# Loki Mode - Claude Code Skill

Multi-agent autonomous startup system for Claude Code. Takes PRD to fully deployed, revenue-generating product with zero human intervention.

## Quick Start

```bash
# Launch Claude Code with autonomous permissions
claude --dangerously-skip-permissions

# Then invoke:
# "Loki Mode" or "Loki Mode with PRD at path/to/prd"
```

## Project Structure

```
SKILL.md                    # Main skill definition (read this first)
references/                 # Detailed documentation (loaded progressively)
  openai-patterns.md        # OpenAI Agents SDK: guardrails, tripwires, handoffs
  lab-research-patterns.md  # DeepMind + Anthropic: Constitutional AI, debate
  production-patterns.md    # HN 2025: What actually works in production
  advanced-patterns.md      # 2025 research patterns (MAR, Iter-VF, GoalAct)
  tool-orchestration.md     # ToolOrchestra-inspired efficiency & rewards
  memory-system.md          # Episodic/semantic memory architecture
  quality-control.md        # Code review, anti-sycophancy, guardrails
  agent-types.md            # 37 specialized agent definitions
  sdlc-phases.md            # Full SDLC workflow
  task-queue.md             # Queue system, circuit breakers
  spec-driven-dev.md        # OpenAPI-first development
  architecture.md           # Directory structure, state schemas
  core-workflow.md          # RARV cycle, autonomy rules
  claude-best-practices.md  # Boris Cherny patterns
  deployment.md             # Cloud deployment instructions
  business-ops.md           # Business operation workflows
  mcp-integration.md        # MCP server capabilities
autonomy/                   # Runtime state and constitution
benchmarks/                 # SWE-bench and HumanEval benchmarks
```

## Key Concepts

### RARV Cycle
Every iteration follows: **R**eason -> **A**ct -> **R**eflect -> **V**erify

### Model Selection
- **Opus**: Planning and architecture ONLY (system design, high-level decisions)
- **Sonnet**: Development and functional testing (implementation, integration tests)
- **Haiku**: Unit tests, monitoring, and simple tasks - use extensively for parallelization

### Quality Gates
1. Static analysis (CodeQL, ESLint)
2. 3-reviewer parallel system (blind review)
3. Anti-sycophancy checks (devil's advocate on unanimous approval)
4. Severity-based blocking (Critical/High/Medium = BLOCK)
5. Test coverage gates (>80% unit, 100% pass)

### Memory System
- **Episodic**: Specific interaction traces (`.loki/memory/episodic/`)
- **Semantic**: Generalized patterns (`.loki/memory/semantic/`)
- **Procedural**: Learned skills (`.loki/memory/skills/`)

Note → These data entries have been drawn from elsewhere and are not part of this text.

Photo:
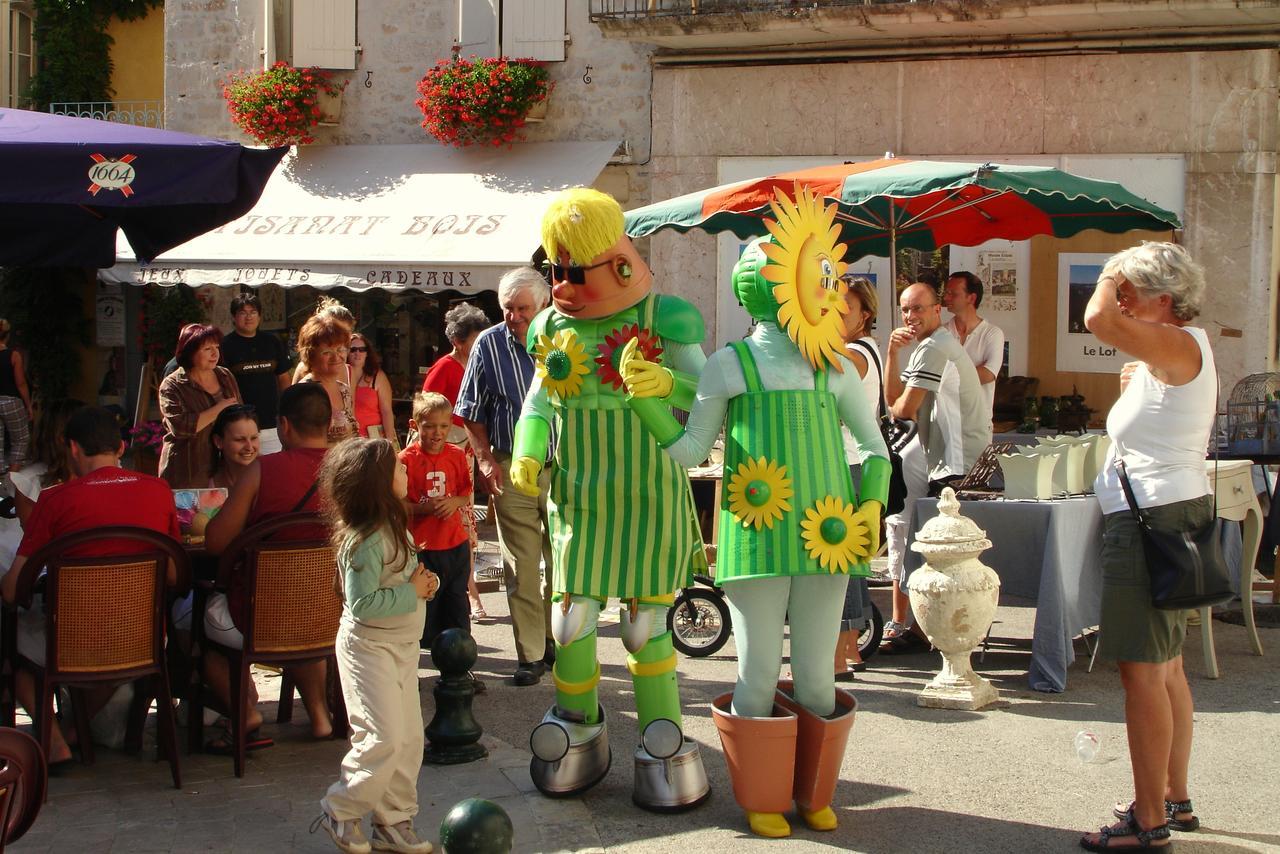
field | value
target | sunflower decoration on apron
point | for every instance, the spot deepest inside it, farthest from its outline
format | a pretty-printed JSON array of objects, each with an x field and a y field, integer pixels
[
  {"x": 805, "y": 268},
  {"x": 561, "y": 362},
  {"x": 759, "y": 492}
]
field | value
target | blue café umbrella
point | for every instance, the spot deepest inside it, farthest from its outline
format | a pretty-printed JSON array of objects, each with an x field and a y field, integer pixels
[{"x": 69, "y": 183}]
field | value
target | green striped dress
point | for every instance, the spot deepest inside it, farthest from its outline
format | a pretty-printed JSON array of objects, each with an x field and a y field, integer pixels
[
  {"x": 794, "y": 428},
  {"x": 621, "y": 511}
]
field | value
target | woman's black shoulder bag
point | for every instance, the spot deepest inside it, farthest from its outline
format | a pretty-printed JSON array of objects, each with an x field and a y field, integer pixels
[
  {"x": 896, "y": 433},
  {"x": 1187, "y": 569}
]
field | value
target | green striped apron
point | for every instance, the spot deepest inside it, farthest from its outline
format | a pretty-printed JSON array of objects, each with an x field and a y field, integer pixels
[
  {"x": 794, "y": 428},
  {"x": 621, "y": 511}
]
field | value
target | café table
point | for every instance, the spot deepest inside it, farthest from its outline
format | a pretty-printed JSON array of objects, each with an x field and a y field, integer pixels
[{"x": 1047, "y": 552}]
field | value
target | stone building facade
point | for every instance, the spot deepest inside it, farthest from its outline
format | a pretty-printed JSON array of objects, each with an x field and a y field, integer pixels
[{"x": 691, "y": 85}]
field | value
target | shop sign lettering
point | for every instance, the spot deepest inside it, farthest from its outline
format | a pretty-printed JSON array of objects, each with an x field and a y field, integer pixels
[{"x": 421, "y": 278}]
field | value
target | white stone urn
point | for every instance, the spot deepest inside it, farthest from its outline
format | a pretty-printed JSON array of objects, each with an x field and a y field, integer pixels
[{"x": 954, "y": 597}]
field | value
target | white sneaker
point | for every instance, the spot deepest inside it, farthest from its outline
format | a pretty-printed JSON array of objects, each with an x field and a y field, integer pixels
[
  {"x": 346, "y": 835},
  {"x": 400, "y": 837}
]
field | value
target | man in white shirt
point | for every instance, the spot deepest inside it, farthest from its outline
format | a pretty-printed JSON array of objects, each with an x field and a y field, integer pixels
[
  {"x": 983, "y": 341},
  {"x": 938, "y": 389}
]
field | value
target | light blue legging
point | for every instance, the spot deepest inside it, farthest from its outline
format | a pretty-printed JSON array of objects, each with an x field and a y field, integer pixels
[{"x": 759, "y": 608}]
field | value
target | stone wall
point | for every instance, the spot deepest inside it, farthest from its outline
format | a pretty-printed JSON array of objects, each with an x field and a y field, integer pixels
[
  {"x": 1219, "y": 109},
  {"x": 206, "y": 40}
]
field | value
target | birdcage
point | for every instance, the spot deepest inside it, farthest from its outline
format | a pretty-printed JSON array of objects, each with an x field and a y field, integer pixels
[{"x": 1253, "y": 415}]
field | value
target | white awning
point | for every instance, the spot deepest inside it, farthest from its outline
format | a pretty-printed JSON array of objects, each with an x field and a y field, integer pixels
[{"x": 394, "y": 217}]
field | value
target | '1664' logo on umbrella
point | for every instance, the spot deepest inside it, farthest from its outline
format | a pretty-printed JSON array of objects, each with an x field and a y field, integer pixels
[{"x": 112, "y": 174}]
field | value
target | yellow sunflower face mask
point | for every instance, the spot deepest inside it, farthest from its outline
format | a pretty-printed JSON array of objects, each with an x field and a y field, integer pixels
[{"x": 805, "y": 264}]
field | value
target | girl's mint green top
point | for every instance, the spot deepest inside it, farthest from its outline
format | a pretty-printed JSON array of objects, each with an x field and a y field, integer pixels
[{"x": 379, "y": 599}]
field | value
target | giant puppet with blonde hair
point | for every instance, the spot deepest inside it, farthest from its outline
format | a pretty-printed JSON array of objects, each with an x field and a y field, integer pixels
[
  {"x": 621, "y": 511},
  {"x": 792, "y": 528}
]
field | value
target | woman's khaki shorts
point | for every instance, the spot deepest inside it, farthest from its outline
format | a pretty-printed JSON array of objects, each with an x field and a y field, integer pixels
[{"x": 1132, "y": 629}]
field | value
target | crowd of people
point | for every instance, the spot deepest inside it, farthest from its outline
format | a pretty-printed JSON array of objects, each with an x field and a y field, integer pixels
[{"x": 320, "y": 435}]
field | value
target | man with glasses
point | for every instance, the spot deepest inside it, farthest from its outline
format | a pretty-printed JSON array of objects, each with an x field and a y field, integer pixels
[
  {"x": 940, "y": 391},
  {"x": 493, "y": 389},
  {"x": 260, "y": 364}
]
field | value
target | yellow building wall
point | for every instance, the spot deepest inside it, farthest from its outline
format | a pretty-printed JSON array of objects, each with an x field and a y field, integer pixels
[{"x": 137, "y": 58}]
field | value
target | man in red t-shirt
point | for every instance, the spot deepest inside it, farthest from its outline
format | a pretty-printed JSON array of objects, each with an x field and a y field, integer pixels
[
  {"x": 272, "y": 485},
  {"x": 100, "y": 494},
  {"x": 439, "y": 492}
]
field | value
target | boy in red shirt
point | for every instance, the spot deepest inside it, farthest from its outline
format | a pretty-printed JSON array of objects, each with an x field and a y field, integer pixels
[{"x": 439, "y": 491}]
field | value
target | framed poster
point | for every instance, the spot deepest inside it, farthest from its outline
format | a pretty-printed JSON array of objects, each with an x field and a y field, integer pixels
[{"x": 1077, "y": 347}]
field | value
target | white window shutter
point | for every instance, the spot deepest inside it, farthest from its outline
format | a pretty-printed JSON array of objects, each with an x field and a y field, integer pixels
[
  {"x": 534, "y": 30},
  {"x": 478, "y": 27},
  {"x": 324, "y": 33}
]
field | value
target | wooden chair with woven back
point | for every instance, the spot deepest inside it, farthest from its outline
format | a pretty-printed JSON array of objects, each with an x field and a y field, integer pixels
[
  {"x": 292, "y": 617},
  {"x": 23, "y": 780},
  {"x": 104, "y": 625}
]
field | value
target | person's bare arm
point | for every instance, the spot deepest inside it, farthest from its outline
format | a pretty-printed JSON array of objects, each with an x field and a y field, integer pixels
[
  {"x": 1171, "y": 354},
  {"x": 19, "y": 379},
  {"x": 908, "y": 403},
  {"x": 384, "y": 403},
  {"x": 234, "y": 512}
]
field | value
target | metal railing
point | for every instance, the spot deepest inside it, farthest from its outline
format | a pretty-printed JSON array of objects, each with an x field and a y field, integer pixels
[
  {"x": 668, "y": 8},
  {"x": 145, "y": 113}
]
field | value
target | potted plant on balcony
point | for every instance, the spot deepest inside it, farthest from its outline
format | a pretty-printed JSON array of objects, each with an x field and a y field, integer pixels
[
  {"x": 481, "y": 101},
  {"x": 282, "y": 104}
]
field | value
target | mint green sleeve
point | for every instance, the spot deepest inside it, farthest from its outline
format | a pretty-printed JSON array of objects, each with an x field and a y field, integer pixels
[
  {"x": 685, "y": 362},
  {"x": 361, "y": 575},
  {"x": 716, "y": 387},
  {"x": 858, "y": 416}
]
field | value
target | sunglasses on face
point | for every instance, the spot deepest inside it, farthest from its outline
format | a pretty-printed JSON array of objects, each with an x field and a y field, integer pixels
[{"x": 571, "y": 273}]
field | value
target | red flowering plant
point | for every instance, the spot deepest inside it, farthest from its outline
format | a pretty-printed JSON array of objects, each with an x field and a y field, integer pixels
[
  {"x": 469, "y": 101},
  {"x": 278, "y": 105}
]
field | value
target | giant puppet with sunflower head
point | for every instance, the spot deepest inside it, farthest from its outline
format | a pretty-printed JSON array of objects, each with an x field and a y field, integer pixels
[
  {"x": 792, "y": 529},
  {"x": 620, "y": 511}
]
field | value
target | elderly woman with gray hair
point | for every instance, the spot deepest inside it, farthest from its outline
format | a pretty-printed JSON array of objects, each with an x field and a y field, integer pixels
[{"x": 1143, "y": 305}]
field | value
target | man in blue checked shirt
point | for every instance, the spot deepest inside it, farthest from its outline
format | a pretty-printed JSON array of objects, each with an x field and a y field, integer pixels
[{"x": 493, "y": 389}]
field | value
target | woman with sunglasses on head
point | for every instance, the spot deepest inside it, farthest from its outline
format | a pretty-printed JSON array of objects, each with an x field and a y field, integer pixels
[
  {"x": 236, "y": 444},
  {"x": 323, "y": 345},
  {"x": 373, "y": 391}
]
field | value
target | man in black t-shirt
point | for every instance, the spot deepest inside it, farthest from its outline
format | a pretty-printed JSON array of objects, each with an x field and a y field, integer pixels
[{"x": 260, "y": 364}]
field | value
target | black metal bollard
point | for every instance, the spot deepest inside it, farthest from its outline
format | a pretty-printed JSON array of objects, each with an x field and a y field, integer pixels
[
  {"x": 476, "y": 826},
  {"x": 453, "y": 734}
]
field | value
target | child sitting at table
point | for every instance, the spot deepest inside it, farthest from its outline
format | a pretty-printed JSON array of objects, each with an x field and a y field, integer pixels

### Metrics System (ToolOrchestra-inspired)
- **Efficiency**: Task cost tracking (`.loki/metrics/efficiency/`)
- **Rewards**: Outcome/efficiency/preference signals (`.loki/metrics/rewards/`)

## Development Guidelines

### When Modifying SKILL.md
- Keep under 500 lines (currently ~370)
- Reference detailed docs in `references/` instead of inlining
- Update version in header AND footer
- Update CHANGELOG.md with new version entry

### Version Numbering
Follows semantic versioning: MAJOR.MINOR.PATCH
- Current: v2.35.0
- MINOR bump for new features
- PATCH bump for fixes

### Code Style
- No emojis in code or documentation
- Clear, concise comments only when necessary
- Follow existing patterns in codebase

## Testing

```bash
# Run benchmarks
./benchmarks/run-benchmarks.sh humaneval --execute --loki
./benchmarks/run-benchmarks.sh swebench --execute --loki
```

## Research Foundation

Built on 2025 research from three major AI labs:

**OpenAI:**
- Agents SDK (guardrails, tripwires, handoffs, tracing)
- AGENTS.md / Agentic AI Foundation (AAIF) standards

**Google DeepMind:**
- SIMA 2 (self-improvement, hierarchical reasoning)
- Gemini Robotics (VLA models, planning)
- Dreamer 4 (world model training)
- Scalable Oversight via Debate

**Anthropic:**
- Constitutional AI (principles-based self-critique)
- Alignment Faking Detection (sleeper agent probes)
- Claude Code Best Practices (Explore-Plan-Code)

**Academic:**
- CONSENSAGENT (anti-sycophancy)
- GoalAct (hierarchical planning)
- A-Mem/MIRIX (memory systems)
- Multi-Agent Reflexion (MAR)
- NVIDIA ToolOrchestra (efficiency metrics)

See `references/openai-patterns.md`, `references/lab-research-patterns.md`, and `references/advanced-patterns.md`.